Develop storytelling ability. One of the most recent and interesting trends in the business world is the recognition of the importance of storytelling. Some companies even have their employees attend storytelling workshops. The reason is simple: stories are among the most powerful ways to convey messages. Human beings – regardless of culture – are storytelling creatures. Start to tell a story, and people stop and listen. Stories are automatic attention getters.
If you want to learn how to tell a good story, visit the StoryCorps website (www.storycorps.org). StoryCorps provides Americans the opportunity to record and share their stories. Since 2003, it has collated and archived more than 40,000 interviews from nearly 80,000 people. StoryCorps interviews are also featured every Friday on National Public Radio’s Morning Edition.
Be a good listener. The best communication is two-way. That’s true not just in personal relationships, but in business relationships as well. But listening is hard work. It requires effort. When we listen actively (i.e., really concentrate on what’s being said), our heart rate goes up and we breathe faster.
Experts say we’re not very good at listening, and that untrained listeners listen at a 25-50 percent efficiency rate. To improve your listening skills, do several things:
▪ Listen with a “clean slate.” Don’t assume you know anything.

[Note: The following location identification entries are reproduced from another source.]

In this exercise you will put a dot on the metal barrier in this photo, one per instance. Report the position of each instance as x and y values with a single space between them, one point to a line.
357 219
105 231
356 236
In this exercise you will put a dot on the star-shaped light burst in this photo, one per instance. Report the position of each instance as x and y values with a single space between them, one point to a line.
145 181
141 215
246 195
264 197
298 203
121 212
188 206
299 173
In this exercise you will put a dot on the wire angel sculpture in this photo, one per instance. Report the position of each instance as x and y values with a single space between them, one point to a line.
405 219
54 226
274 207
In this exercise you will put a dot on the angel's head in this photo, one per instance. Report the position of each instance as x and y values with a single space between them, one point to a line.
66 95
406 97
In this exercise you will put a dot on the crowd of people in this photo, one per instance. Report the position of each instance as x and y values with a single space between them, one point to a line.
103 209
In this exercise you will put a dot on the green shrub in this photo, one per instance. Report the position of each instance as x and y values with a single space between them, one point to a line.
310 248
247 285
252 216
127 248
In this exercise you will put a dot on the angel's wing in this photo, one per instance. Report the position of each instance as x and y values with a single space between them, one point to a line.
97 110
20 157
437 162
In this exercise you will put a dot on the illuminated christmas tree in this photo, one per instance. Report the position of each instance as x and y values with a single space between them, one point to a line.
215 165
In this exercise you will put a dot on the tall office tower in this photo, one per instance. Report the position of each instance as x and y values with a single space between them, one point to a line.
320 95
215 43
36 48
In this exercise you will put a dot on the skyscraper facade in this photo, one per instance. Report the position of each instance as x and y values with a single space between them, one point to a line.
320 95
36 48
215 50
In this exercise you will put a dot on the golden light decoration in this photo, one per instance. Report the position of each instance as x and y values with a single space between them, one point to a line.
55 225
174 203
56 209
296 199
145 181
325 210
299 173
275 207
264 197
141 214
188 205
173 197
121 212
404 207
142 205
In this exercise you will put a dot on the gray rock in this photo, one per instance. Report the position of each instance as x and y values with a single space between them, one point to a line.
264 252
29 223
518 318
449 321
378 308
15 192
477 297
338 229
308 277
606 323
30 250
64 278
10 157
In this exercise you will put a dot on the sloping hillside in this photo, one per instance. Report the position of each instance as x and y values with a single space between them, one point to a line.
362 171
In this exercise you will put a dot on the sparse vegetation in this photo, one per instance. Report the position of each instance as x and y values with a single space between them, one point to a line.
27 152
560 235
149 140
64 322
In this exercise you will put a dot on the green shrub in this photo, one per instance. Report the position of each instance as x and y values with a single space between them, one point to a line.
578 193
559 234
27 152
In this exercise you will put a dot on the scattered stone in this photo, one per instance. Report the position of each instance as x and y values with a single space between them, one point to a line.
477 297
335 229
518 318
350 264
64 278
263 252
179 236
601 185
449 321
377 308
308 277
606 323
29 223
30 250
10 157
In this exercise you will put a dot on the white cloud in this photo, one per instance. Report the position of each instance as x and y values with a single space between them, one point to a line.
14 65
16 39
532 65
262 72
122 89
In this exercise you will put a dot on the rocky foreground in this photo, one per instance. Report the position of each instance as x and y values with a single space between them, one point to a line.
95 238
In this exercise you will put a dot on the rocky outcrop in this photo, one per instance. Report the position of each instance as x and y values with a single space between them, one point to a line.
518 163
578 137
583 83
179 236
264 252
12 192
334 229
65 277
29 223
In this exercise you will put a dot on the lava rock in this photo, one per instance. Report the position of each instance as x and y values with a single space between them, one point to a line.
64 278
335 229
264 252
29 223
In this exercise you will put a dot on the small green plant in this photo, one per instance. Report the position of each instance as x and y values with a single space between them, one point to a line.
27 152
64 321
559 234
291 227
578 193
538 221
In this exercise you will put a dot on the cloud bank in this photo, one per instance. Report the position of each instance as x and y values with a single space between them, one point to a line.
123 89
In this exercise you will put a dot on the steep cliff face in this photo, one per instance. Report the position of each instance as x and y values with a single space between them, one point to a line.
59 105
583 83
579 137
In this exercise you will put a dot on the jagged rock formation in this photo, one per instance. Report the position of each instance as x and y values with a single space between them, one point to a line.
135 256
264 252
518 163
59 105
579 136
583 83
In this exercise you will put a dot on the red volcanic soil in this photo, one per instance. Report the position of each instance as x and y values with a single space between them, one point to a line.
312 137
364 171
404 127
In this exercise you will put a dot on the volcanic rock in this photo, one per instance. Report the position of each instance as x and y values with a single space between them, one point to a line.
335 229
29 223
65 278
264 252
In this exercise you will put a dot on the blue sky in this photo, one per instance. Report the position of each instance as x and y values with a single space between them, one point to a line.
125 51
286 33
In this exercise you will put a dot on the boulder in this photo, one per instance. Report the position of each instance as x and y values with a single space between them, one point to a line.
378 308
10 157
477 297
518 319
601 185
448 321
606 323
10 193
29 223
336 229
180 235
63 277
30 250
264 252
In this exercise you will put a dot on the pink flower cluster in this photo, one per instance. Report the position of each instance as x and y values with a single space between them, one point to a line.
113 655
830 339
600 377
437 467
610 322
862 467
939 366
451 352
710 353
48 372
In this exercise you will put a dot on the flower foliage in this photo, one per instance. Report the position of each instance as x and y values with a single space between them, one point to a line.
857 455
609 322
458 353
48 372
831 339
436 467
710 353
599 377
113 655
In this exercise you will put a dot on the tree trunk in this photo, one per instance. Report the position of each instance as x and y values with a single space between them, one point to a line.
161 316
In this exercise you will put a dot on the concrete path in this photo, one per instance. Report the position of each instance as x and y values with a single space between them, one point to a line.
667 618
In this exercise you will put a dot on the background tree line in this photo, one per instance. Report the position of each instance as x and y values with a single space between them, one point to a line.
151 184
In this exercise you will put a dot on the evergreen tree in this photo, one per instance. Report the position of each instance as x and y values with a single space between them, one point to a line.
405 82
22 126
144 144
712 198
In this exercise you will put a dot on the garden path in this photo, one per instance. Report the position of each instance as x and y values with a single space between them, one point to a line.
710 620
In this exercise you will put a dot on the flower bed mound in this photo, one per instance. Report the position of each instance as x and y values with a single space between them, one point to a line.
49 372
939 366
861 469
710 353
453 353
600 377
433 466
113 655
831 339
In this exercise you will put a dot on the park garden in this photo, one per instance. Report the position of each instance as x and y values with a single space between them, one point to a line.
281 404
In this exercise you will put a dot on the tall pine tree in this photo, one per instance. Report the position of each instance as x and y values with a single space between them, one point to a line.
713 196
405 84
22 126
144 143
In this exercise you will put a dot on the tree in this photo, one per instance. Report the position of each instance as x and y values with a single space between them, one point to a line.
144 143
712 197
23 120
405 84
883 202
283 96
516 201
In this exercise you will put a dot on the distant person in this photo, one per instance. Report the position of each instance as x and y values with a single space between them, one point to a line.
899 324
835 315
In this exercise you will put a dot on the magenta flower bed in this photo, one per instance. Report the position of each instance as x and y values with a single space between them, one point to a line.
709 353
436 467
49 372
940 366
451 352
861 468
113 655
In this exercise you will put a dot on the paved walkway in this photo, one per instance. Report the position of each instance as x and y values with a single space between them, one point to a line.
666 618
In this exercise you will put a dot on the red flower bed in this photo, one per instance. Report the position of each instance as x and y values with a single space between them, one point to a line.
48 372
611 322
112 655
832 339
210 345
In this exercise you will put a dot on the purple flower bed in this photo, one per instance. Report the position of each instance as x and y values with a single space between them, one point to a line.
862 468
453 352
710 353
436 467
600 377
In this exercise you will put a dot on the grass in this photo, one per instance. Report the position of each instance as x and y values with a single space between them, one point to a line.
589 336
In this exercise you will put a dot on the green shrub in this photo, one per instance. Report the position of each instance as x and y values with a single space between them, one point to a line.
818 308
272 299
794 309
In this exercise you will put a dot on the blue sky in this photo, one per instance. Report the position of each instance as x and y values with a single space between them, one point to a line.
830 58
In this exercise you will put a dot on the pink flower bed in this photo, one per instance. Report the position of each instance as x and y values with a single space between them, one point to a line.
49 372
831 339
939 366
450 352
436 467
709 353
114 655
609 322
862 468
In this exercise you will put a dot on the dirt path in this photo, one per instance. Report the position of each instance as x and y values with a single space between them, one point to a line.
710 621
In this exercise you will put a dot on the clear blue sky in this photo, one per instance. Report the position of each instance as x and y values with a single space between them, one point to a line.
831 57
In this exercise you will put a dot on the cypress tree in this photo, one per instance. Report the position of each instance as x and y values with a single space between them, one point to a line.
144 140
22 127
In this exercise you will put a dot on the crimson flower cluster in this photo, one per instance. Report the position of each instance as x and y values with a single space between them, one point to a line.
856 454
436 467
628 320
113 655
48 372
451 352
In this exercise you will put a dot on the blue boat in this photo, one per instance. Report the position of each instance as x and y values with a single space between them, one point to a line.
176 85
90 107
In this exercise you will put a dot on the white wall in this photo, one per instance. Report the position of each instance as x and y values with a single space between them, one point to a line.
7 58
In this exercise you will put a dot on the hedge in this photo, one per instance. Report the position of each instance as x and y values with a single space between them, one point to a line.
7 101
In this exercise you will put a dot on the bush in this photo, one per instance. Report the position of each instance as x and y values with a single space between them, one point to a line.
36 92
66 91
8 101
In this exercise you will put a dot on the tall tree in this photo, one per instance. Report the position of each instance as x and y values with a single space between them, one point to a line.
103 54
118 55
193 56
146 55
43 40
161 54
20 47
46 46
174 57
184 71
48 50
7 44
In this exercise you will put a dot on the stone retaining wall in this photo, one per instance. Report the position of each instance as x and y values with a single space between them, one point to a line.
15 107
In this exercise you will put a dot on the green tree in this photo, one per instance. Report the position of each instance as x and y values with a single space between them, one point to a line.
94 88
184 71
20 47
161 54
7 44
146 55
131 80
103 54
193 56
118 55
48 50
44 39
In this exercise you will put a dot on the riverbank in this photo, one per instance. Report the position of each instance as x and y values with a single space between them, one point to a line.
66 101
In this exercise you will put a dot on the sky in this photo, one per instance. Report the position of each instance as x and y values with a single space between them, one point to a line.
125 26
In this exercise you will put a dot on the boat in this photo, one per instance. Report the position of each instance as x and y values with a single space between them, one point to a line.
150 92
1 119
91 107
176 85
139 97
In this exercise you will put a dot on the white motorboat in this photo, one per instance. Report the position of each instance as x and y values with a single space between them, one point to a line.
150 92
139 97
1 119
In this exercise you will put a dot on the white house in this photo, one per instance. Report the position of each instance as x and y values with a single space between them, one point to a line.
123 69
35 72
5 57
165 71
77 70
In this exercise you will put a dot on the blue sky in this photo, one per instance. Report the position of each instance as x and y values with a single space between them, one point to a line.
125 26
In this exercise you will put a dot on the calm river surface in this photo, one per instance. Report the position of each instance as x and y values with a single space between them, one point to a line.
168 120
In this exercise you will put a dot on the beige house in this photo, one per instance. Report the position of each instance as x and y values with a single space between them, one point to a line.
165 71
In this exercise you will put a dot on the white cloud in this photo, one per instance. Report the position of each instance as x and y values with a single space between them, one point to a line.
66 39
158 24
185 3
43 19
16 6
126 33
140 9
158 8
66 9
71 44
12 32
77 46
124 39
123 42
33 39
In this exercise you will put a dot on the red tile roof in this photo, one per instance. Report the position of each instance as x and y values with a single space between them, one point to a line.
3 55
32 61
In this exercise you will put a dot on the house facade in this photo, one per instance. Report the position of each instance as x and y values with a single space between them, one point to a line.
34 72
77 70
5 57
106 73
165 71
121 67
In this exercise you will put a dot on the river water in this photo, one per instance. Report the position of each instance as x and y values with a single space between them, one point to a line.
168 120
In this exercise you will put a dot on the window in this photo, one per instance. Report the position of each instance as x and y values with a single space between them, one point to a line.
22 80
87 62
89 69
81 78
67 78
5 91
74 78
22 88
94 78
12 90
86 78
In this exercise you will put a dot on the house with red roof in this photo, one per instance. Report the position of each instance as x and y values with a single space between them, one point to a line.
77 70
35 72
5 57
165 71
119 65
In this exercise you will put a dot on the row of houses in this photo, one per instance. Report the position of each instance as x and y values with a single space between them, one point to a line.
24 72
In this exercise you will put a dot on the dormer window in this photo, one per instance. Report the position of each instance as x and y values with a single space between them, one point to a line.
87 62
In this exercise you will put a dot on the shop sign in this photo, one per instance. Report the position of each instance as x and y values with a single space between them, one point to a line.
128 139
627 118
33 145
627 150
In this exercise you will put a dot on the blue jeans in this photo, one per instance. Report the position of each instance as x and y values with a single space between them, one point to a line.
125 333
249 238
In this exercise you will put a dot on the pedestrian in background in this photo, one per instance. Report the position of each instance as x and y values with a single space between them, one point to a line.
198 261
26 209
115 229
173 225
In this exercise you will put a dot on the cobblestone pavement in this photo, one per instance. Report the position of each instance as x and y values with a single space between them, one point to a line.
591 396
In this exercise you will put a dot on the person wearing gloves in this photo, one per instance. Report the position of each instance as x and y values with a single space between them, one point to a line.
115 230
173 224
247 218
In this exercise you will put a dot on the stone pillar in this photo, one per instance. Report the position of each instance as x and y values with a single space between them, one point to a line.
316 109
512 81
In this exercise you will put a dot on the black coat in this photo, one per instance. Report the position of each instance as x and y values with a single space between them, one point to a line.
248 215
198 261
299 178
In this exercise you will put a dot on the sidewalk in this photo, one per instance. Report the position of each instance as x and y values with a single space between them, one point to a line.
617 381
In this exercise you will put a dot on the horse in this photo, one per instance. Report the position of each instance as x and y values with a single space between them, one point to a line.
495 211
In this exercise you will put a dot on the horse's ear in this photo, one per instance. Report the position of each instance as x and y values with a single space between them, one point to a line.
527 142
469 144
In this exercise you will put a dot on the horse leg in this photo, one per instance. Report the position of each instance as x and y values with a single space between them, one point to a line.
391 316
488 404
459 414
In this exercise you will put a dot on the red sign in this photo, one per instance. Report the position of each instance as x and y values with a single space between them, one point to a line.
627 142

▪ Give your undivided attention. Stay focused, concentrate and fight distractions.
▪ Don’t interrupt.
▪ Don’t think about how you’re going to respond. (Listening actively will actually help you do that automatically.)
▪ Show that you are listening by taking notes, asking for clarification, paraphrasing what’s been said, etc.
Later in your career, there are several other communication skills that, depending on your role in your organization, you may have to use. Those include interacting with the news media (through satellite and other interviews, press briefings and news conferences), communicating in a crisis, and delivering a prepared speech (perhaps even using a TelePrompter). We’ll skip those skills in this article, but wanted to provide you with a “heads up” for future reference.
Far too many people in business, government or the professions have sub-par communication skills. But those fortunate few who can communicate effectively – face-to-face, one-on-one, to large groups and small – will get others to listen to, understand, and act on what was said. They will also have lots of job security.